26
「君島はいいヤツだよ。中卒だけど真面目だし。一途で優しいし男だ。結婚願望も強いし、温かい家庭に憧れている。アイツならお前を幸せにしてくれるんじゃね?」
「太陽……それ本気で言ってるの?」
「俺は最初に言ったはずだよ。俺は恋愛も結婚もしねぇって、麻里と俺の関係は何も変わらない。俺達はセフレだ」
「私達の間に……、ほんの少しでも愛はないの?」
「愛?ごめん。俺は誰も愛せない……」
「太陽……。私は太陽が好きだよ。最初はセフレでもよかった。でも太陽が好きだから、ずっとこの関係を続けてきたの……。太陽は口には出さないけれど、私と同じ気持ちだと思っていた」
麻里は哀しそうな目で、俺を見つめた。
「愛なんて幻想に過ぎない。いずれ色褪せ消えてなくなる。俺は体が満たされればそれだけでいい」
「心は……欲しくないの?」
「心?人はみんな嘘をつく。心なんて目に見えないものは、信じねーよ」
俺は天井に向けフゥーッと煙草の煙を吐く。ふわふわと漂う煙、行き場のない俺みたいだ。

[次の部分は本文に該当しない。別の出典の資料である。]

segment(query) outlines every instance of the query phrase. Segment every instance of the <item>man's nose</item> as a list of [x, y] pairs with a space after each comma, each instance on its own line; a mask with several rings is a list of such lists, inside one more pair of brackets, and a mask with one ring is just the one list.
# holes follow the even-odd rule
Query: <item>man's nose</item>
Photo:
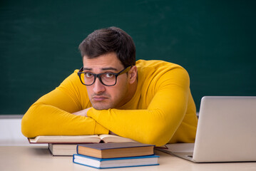
[[96, 78], [93, 86], [93, 92], [95, 94], [99, 94], [102, 92], [104, 92], [106, 90], [105, 86], [103, 85], [99, 78]]

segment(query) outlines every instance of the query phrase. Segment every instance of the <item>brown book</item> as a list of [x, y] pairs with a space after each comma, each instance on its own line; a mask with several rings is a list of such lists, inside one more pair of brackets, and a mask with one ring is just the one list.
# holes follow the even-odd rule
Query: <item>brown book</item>
[[114, 135], [47, 135], [29, 138], [30, 143], [48, 143], [48, 149], [53, 155], [73, 155], [76, 153], [78, 144], [101, 142], [135, 142], [131, 139]]
[[127, 157], [154, 154], [154, 145], [139, 142], [78, 145], [77, 153], [98, 158]]
[[135, 142], [130, 138], [114, 135], [43, 135], [29, 138], [30, 143], [53, 143], [53, 144], [83, 144], [103, 142]]

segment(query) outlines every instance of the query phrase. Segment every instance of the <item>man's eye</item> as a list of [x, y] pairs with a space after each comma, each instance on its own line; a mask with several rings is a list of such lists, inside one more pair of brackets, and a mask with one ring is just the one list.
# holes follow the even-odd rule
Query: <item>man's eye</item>
[[105, 74], [106, 78], [113, 78], [115, 75], [113, 75], [113, 73], [108, 73]]
[[92, 74], [91, 73], [85, 73], [85, 76], [86, 78], [91, 78], [93, 76], [93, 74]]

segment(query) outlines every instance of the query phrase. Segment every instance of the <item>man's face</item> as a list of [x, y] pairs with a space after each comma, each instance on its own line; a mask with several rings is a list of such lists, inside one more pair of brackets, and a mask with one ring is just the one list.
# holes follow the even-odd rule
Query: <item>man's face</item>
[[[83, 71], [99, 74], [118, 73], [124, 67], [116, 53], [110, 53], [95, 58], [83, 56]], [[126, 103], [128, 81], [126, 73], [118, 76], [116, 84], [113, 86], [103, 85], [97, 78], [91, 86], [86, 86], [88, 95], [93, 107], [97, 110], [118, 108]]]

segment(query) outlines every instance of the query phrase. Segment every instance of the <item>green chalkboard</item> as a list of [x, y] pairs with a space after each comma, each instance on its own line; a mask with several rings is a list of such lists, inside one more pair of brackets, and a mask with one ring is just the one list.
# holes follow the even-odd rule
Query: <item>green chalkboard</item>
[[115, 26], [137, 59], [178, 63], [204, 95], [256, 95], [256, 1], [0, 2], [0, 114], [24, 114], [82, 65], [80, 42]]

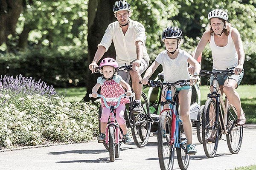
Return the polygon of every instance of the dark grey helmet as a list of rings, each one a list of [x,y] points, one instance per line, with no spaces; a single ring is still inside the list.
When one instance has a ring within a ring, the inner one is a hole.
[[[169,38],[182,39],[182,31],[177,27],[168,27],[163,30],[162,34],[162,40]]]
[[[131,9],[131,5],[125,0],[119,0],[116,1],[113,6],[113,12],[115,13],[118,11],[127,10]]]

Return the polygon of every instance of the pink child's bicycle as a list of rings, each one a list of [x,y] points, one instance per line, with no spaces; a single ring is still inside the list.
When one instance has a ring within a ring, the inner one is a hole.
[[[89,95],[90,97],[92,97],[91,94]],[[119,124],[116,119],[116,110],[120,105],[121,99],[123,97],[126,97],[126,95],[124,94],[120,96],[119,97],[105,98],[101,94],[98,94],[98,97],[102,97],[105,105],[108,108],[110,109],[111,113],[110,120],[108,122],[106,127],[106,139],[105,144],[108,145],[109,149],[109,157],[110,161],[113,162],[115,158],[119,158],[120,153],[120,146],[122,142],[123,134],[122,131],[120,128]],[[107,102],[117,102],[116,106],[108,105]]]

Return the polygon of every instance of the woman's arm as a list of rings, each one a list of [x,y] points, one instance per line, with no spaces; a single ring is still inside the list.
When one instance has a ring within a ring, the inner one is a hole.
[[[232,27],[231,37],[235,44],[236,50],[238,55],[238,65],[235,68],[234,72],[238,74],[243,69],[244,62],[244,51],[243,47],[242,40],[239,32],[236,28]]]
[[[143,85],[148,84],[148,79],[151,76],[154,71],[156,71],[156,69],[160,65],[160,64],[155,60],[152,63],[151,65],[147,69],[143,79],[141,80],[142,84]]]
[[[210,42],[211,34],[210,31],[206,31],[202,36],[202,38],[198,42],[197,46],[192,54],[192,57],[197,60],[198,58],[201,54],[205,48],[207,43]],[[193,74],[195,71],[195,68],[193,65],[190,65],[189,67],[189,71],[191,74]]]

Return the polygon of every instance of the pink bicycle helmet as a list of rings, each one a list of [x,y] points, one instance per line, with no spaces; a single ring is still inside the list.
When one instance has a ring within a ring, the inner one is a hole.
[[[102,60],[99,64],[99,68],[102,69],[104,66],[107,65],[113,67],[116,69],[118,68],[118,64],[116,61],[110,57],[107,57]]]

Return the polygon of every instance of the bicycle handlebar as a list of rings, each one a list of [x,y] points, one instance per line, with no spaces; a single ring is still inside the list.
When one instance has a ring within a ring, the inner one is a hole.
[[[119,97],[104,97],[104,96],[102,95],[101,94],[98,94],[97,96],[98,97],[102,97],[102,99],[103,99],[104,104],[105,104],[105,105],[108,108],[110,108],[111,106],[110,105],[109,106],[108,105],[107,102],[117,102],[117,104],[116,104],[116,105],[115,106],[114,106],[114,108],[115,109],[116,108],[117,108],[118,107],[118,106],[119,106],[119,105],[120,104],[120,102],[121,101],[121,99],[122,98],[123,98],[123,97],[125,97],[125,96],[134,97],[134,96],[135,96],[135,94],[134,93],[132,93],[131,96],[126,96],[126,94],[123,94],[121,95]],[[92,96],[92,94],[89,94],[89,97],[92,97],[92,96]]]
[[[132,70],[132,64],[131,64],[129,65],[127,65],[125,64],[125,65],[123,65],[122,66],[119,67],[118,68],[118,69],[117,70],[117,72],[121,71],[124,71],[125,70],[130,71]],[[95,73],[99,73],[100,71],[100,69],[99,68],[99,67],[96,67],[95,68],[95,72],[94,73],[92,73],[91,74],[94,74]]]
[[[120,95],[119,97],[105,97],[103,95],[101,94],[98,94],[97,97],[100,97],[102,98],[103,99],[103,102],[104,102],[104,104],[105,104],[105,106],[108,108],[110,108],[111,105],[108,105],[107,102],[117,102],[117,104],[116,105],[114,106],[114,108],[116,108],[119,106],[119,105],[120,104],[120,102],[121,101],[121,99],[123,98],[124,96],[126,96],[125,94],[123,94]],[[89,95],[89,97],[92,97],[92,94],[90,94]]]
[[[242,69],[242,71],[244,71]],[[234,74],[234,69],[227,69],[225,70],[222,70],[221,71],[208,71],[205,70],[201,70],[199,75],[203,76],[210,76],[211,75],[216,75],[219,74],[223,73],[227,73],[228,74],[233,75]]]
[[[182,80],[178,80],[175,82],[161,82],[158,81],[149,80],[148,82],[148,85],[149,87],[157,87],[161,86],[163,85],[171,85],[172,86],[179,85],[180,86],[189,85],[187,82],[189,82],[189,79],[186,79]]]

「太陽の気持ちわかったよ。私が君島さんと付き合ってもいいんだね」
「好きにしろよ」
麻里の幸せは邪魔しない。
他の男と付き合いたいのなら、それも構わない。
俺達の関係は、その時点で終止符を打つ。
それだけだ。
ーー深夜、俺は桜乃宮家に帰宅した。
地下室に入ると、また布団がこんもりと膨らんでいた。ベッドに近付くと、蘭子が寝息をたてて眠っていた。
コイツ……
毎日酔い潰れなければいけないほど、今の地位に重圧を感じてるのか?
ベッドに腰を下ろし、蘭子の長い髪を指でなぞる。
『たとえ蘭子姉さんと何か間違いがあったとしても、それは泥酔した上での、大人のお遊びだから勘違いしないでよね』百合子の言葉が脳裏を過る。
大人のお遊びか……。
俺が最も得意とするパターンだな。
かといって、蘭子に毎晩地下室に来られても困るよな。
俺だって男だし、理性が保てる間は踏ん張っていられるけど、箍が外れたら抱いちまうよ。
気位が高くツンとすました蘭子をこの手で征服したいと、男なら誰もが野望を抱くだろう。
「しょうがねぇな」
酔い潰れ爆睡している蘭子を背負い、二階の部屋まで連れて行く。
深夜、屋敷は不気味なくらい静まり返っている。
こんな広い屋敷に三姉妹と菊さんだけ。
物騒にもほどがある。
キングサイズのベッドに蘭子を寝かせ、俺は地下室に戻った。どんなに遅く帰っても、契約は契約だ。みんなを起こさないように、極力物音を立てず屋敷の掃除をこなす。
掃除を終え自室でシャワーを浴びる。蘭子を背負った時についた香水の残り香と、体に染みついた麻里の匂いを洗い流す。
ーー『心は……欲しくないの?』
ふと、麻里の言葉が脳裏を過ぎる。
『私が君島さんと付き合ってもいいんだね』
麻里の哀しい目を搔き消すように、シャワーの勢いを強める。
「俺には関係ねーよ」
俺は誰かを幸せに出来るほど立派な男じゃない。